Despite the misgivings on both sides, the United States has worked tirelessly to help resolve Israel’s daunting range of crises and challenges. The Obama administration struggled for months to thwart the Palestinian U.N. bid. U.S. officials also worked quietly for nearly a year to broker an acceptable compromise in the unfolding Turkish-Israeli saga. When angry mobs stormed the Israeli embassy in Cairo in September, it was the U.S. Secretary of Defense who appealed to the head of Egypt’s military leadership to rescue the stranded diplomats. When it comes to Iran, only the United States has the combined diplomatic and military resources to lead the international effort against Tehran’s nuclear ambitions.

Yet despite its tremendous efforts, America’s ability to manage these problems has diminished. America’s foes and allies alike are more willing to accept the risks of contradicting U.S. positions, and many perceive a growing regional power vacuum that they can exploit with more independent policies. Even after the threat of a U.S. veto, the Palestinian leadership was willing to risk cuts in U.S. aid in order to pursue its U.N. statehood bid. Turkey’s leadership believes that its opposition to a range of U.S. policies strengthens its regional stature. While the U.S. government maintains strong ties with Egypt’s Supreme Council of the Armed Forces, it is largely powerless to shape the direction and nature of Egyptian politics, which are just beginning to awaken. Iran too, in enduring international sanctions for over a decade, has found U.S. policies against the Islamic Republic tolerable.

None of these crises is about to be resolved.
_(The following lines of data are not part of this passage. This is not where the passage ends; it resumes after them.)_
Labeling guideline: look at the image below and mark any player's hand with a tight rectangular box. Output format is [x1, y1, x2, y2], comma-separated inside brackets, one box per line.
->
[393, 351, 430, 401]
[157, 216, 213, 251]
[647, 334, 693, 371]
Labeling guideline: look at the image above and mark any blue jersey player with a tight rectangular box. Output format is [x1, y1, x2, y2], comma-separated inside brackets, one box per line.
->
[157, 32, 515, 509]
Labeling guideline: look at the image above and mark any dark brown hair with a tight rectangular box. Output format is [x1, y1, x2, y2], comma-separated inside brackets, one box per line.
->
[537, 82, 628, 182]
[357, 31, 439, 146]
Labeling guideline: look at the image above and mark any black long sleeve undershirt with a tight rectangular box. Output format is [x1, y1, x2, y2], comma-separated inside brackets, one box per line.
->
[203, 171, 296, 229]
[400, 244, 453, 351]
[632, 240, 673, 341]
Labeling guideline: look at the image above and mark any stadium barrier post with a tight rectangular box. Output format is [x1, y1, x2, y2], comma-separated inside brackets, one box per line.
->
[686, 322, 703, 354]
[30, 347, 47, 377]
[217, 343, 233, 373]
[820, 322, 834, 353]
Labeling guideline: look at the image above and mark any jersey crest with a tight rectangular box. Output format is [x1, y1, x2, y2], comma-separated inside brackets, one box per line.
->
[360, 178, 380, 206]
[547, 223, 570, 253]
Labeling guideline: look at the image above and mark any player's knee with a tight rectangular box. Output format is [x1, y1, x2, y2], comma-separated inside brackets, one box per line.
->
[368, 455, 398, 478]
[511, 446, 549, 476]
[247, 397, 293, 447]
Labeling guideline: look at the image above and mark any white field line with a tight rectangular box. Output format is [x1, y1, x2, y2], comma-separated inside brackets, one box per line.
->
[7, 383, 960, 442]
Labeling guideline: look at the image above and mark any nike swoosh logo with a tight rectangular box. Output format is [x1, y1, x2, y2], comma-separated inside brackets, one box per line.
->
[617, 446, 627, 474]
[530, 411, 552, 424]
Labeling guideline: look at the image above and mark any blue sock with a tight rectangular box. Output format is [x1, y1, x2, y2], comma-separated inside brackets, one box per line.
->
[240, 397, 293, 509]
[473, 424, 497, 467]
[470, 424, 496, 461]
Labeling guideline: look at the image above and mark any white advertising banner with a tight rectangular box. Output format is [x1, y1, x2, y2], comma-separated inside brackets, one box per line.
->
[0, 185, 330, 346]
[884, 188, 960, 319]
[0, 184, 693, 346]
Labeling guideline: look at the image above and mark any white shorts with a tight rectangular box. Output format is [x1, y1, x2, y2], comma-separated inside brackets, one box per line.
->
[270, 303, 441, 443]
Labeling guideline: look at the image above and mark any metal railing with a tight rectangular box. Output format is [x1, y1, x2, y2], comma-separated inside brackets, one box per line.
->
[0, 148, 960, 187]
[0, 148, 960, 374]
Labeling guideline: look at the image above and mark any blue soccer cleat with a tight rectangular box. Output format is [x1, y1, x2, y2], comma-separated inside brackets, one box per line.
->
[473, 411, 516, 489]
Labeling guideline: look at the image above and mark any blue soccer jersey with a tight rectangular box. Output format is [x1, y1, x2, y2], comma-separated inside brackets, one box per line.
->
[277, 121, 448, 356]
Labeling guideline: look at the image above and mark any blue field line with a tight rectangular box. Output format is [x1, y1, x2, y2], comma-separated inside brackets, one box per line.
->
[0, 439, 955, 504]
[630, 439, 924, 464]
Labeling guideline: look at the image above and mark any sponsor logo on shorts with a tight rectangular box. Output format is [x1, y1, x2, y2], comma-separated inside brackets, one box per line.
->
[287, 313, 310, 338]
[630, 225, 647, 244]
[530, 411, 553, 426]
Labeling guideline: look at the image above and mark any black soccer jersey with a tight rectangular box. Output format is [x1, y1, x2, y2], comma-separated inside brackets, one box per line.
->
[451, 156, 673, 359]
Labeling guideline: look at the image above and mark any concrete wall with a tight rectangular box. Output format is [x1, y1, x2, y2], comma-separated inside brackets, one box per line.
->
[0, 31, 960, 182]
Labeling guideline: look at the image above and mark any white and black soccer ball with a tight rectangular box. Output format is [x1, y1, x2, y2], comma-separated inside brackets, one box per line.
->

If anything they will become more complicated to manage as the United States struggles to respond to fast-paced regional trends and events that are largely beyond its control. The Israeli government is not solely responsible for its deteriorating strategic position. There is little opportunity for a negotiated settlement with the Palestinians as long as Hamas remains entrenched in Gaza. Turkey’s leadership meanwhile seems intent on preventing a rapprochement with Israel, despite U.S. efforts.

Yet rather than formulate policies to ease Israel’s combination of threats, the Israeli government increasingly pursues counterproductive policies, such as ill-timed housing construction, that inflame rather than ease its already deteriorating diplomatic position. These decisions also complicate the United States’ ability to help manage Israel’s threats and mediate its diplomatic crises.

By falling back on these policies Israel’s government is threatening the vitality of the U.S.-Israeli partnership, and assuming that the United States will always see it as an indispensable ally. Because Israel has the most to lose from a further deterioration of U.S.-Israeli cooperation, the burden is on the Israeli government to adopt new ways of being indispensable that reflect the evolution of U.S. policies and interests in the region. Ultimately, the United States can only help Israel solve its challenges; it cannot solve them for Israel.